Opinion:   “Having a parent of two different races is just not the same as being deprived of your mother or your father.



Fact:  Since legal marriage - gay or straight - brings no requirements to parent a child, and children are being legally raised in all manner of settings, this argument is invalid. It is disingenuous to deny two gay men marriage because any potential children “would be deprived of a mother”, while simultaneously saying two straight people can be legally married with no proof that they plan to have or adopt children, are fertile, intend to love their children, plan to even live in the same household, or plan to stay married after the birth announcements are mailed. Until parenting is made a requirement of marriage, it’s not rational to argue that same-sex marriage leads, inherently, to this deprivation.
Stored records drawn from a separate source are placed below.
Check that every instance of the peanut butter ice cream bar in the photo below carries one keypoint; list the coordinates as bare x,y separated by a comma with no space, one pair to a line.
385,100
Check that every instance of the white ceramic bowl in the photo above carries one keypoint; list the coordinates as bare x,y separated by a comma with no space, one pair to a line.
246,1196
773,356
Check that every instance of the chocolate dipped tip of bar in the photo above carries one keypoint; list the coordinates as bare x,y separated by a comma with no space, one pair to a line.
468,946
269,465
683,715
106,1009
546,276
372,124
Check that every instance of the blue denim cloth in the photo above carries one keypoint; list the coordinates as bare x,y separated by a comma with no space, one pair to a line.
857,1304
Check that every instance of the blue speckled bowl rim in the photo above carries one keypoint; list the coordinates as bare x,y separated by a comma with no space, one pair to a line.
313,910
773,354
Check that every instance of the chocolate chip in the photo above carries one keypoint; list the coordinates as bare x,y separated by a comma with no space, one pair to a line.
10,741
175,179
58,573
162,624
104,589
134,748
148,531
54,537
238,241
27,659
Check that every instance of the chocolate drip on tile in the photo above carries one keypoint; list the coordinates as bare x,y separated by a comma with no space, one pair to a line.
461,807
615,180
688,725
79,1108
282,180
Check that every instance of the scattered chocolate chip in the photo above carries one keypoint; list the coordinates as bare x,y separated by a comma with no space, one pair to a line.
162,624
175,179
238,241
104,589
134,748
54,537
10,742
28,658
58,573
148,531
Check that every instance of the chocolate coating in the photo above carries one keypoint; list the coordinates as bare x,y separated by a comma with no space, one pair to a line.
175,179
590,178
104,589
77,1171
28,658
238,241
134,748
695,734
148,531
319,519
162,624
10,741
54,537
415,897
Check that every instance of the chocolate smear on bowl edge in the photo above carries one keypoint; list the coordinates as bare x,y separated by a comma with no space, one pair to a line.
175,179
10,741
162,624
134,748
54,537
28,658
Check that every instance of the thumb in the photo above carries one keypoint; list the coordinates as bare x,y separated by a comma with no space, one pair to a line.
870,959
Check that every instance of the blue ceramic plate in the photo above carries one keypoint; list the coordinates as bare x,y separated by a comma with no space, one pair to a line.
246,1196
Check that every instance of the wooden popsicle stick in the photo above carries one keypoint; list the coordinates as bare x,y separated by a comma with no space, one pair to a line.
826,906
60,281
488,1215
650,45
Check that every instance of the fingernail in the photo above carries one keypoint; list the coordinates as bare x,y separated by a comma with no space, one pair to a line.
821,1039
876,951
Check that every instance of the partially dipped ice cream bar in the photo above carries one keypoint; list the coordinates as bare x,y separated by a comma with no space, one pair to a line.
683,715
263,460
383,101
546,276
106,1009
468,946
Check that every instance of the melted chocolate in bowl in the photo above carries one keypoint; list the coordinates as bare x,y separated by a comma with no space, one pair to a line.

In the event, though, that same-sex households do include children (as they increasingly do), the argument still fails. Based on current science, every child has had a biological mother and father, so this argument appears to refer to the absence of non-biological mothers and fathers. The argument goes: same-sex couple parenting should be illegal because every child must have a parenting father and mother. Since there’s no similar denunciation of single-parent adoptions or continuing as a single parent after a spouse dies, the argument is that if there are two parents involved, one must be biologically male and the other female. In other words, we’re told, it’s terrible for a child to have two mothers, but the law and our culture have no complaint when a child has one mother and no father. This relies on the postulate that two loving parents are worse than one loving parent, which in turn relies on the full suspension of reason.

I’ve just read a recent news story about a young woman in California who, on learning that her life would likely end in 3 months, set about preparing for the only thing she wanted: a wedding. The entire community rallied, and money was raised to make sure it happened. No children were likely, and there were probably extenuating reasons, but essentially, she just very much wanted to be married. Our culture responds to that desire.

All these lines of argument also ignore the multifaceted aspects of parenting we see, and support, every day. There are many sources of “mothering” and “fathering” in a child’s life. Each family constructs its own matrix according to its needs, and if it’s decided that traditional mothering and fathering are important, it would be counter-evidential to rely only on female and male parents, respectively, for those roles.